Seharusnya
aku telah mengerti sejak hari saat langkahnya benar-benar jauh meninggalkanku
untuk pertama kali, bahwa tak akan ada lagi dia di hari-hari setelahnya.
Seharusnya aku pun telah paham bahwa hari itu benar-benar menjadi yang terakhir
kali aku melihatnya. Tak akan ku temui dia yang tersenyum lagi setelah hari
itu, takkan ada lagi dia yang marah-marah setelah sore yang sendu itu.
Seharusnya
aku t’lah benar-benar menyadari bahwa perginya benar-benar untuk selamanya.
Yang berarti bahwa takkan ada lagi dia dihari-hari specialku selanjutnya.
Takkan ada lagi sosoknya yang kulihat dipagi hari tertanggal delapan Mei
setelah hari itu. Tak akan ada lagi lelaki dengan peci putih itu yang memintaku
memanaskan air untuk menyeduh kopi. Atau, lelaki yang suaranya saat adzan
mengiris-iris hatiku.
Dua ribu sembilan,
pada subuh di penghujung bulan desember. Itulah kali terakhir aku melihatnya.
Lelaki pendiam itu.

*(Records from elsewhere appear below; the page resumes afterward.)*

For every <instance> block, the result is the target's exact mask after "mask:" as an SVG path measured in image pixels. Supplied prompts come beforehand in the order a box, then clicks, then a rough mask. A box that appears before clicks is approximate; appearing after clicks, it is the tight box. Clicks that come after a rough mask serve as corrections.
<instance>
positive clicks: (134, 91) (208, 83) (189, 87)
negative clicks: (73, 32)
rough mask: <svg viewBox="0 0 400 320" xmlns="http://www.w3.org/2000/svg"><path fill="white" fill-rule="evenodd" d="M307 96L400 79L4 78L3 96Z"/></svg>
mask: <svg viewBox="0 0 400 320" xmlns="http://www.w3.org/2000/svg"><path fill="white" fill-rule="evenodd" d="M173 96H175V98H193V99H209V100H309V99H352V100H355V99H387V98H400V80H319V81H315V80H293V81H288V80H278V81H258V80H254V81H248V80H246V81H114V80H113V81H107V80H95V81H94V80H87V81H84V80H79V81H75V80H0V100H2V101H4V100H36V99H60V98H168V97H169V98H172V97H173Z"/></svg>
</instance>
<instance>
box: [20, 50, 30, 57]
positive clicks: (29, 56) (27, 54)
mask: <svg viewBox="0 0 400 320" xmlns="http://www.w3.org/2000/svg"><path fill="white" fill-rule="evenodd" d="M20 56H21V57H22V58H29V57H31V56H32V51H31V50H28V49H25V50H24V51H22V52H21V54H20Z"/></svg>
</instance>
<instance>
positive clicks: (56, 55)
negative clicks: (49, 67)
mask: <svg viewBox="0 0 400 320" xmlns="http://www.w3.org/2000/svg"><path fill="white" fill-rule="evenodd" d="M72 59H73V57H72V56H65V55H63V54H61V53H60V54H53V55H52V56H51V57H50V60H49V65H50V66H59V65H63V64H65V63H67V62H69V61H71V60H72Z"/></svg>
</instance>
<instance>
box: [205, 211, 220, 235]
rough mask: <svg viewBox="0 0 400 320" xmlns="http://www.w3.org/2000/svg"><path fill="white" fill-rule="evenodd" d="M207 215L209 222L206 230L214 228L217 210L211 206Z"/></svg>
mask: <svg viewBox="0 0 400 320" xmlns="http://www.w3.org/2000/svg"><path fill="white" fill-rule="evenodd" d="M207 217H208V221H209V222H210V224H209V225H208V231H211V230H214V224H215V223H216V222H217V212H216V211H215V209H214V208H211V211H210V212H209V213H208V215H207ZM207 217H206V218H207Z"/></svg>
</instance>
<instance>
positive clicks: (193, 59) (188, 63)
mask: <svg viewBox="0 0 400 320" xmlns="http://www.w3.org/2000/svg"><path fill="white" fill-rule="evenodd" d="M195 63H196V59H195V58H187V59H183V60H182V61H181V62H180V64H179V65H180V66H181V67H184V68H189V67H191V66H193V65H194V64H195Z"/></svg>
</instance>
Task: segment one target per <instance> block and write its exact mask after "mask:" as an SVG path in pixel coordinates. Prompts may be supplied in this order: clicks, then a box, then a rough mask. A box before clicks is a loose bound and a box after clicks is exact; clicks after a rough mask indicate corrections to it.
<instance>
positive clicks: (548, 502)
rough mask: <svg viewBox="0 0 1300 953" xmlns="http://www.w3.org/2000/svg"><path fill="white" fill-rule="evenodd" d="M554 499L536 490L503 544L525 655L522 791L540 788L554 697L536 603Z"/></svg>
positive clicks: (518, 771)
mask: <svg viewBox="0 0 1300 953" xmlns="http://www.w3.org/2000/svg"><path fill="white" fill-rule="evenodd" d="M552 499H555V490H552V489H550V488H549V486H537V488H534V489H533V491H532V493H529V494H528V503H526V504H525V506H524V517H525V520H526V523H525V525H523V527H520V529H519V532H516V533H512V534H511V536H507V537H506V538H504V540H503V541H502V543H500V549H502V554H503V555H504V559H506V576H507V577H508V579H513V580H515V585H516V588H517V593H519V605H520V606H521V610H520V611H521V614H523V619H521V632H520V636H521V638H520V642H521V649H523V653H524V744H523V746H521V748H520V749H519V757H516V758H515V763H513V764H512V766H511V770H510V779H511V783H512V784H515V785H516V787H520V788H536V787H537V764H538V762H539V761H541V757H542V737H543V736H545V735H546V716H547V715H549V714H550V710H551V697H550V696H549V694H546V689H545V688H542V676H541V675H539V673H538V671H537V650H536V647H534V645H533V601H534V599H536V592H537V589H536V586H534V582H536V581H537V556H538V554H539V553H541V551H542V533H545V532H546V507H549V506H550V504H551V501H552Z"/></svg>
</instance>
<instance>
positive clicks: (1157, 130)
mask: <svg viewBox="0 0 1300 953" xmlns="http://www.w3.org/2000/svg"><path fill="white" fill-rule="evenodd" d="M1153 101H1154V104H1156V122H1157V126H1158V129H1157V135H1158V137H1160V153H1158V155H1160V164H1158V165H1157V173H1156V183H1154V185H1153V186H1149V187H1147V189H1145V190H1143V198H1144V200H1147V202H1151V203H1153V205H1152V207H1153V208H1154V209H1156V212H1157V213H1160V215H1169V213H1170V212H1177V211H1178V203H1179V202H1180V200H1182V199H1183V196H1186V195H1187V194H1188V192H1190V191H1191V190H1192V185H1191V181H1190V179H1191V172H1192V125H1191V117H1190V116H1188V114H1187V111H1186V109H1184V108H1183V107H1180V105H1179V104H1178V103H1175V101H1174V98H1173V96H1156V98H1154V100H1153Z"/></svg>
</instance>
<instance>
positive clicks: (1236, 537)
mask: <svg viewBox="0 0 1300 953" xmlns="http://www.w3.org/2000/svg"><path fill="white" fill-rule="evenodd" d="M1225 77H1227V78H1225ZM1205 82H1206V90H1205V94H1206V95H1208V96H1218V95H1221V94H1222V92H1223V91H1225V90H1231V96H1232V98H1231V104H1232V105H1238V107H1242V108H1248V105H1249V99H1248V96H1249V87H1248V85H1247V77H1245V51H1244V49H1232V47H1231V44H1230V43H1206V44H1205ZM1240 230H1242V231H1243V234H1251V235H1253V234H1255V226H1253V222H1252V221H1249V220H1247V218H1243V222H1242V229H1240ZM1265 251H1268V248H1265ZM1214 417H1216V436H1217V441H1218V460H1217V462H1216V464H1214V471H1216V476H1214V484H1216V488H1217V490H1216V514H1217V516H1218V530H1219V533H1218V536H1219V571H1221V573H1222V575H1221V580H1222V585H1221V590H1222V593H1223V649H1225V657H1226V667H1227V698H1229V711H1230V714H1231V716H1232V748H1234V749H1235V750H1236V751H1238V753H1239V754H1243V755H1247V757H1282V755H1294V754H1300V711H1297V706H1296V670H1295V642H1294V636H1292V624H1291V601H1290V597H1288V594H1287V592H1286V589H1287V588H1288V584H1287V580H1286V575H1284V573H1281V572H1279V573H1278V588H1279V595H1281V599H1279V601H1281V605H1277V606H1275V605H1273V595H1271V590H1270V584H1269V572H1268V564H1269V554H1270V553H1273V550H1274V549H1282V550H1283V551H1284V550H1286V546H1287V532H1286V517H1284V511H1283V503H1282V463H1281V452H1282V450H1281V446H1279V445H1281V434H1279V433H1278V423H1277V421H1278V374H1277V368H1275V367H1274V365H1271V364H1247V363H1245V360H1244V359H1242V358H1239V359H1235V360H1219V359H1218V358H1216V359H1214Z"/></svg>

Lelaki yang menggendongku untuk pertama kalinya pada
delapan Mei bertahun-tahun silam. Lelaki yang membisikkan Adzan ditelinga kecilku.
Lelaki yang pertama kalinya memperkenalkan iman kepadaku.
Tuhan, besok adalah delapan-Meiku yang
kesekian tanpanya. Kau tau kan kalau rinduku masih (selalu) sama besarnya untuk
dia? Tapi entah mengapa aku menangis. Aku bukan menangis untuk waktu yang
begitu cepat larinya hingga membawaku menginjak usia dua puluh empat dalam
sekejap mata, bukan. Hanya saja aku merasa seperti terjebak. Aku masih terjebak
dalam usia lima saat aku masih nyaman berada dalam gendongannya.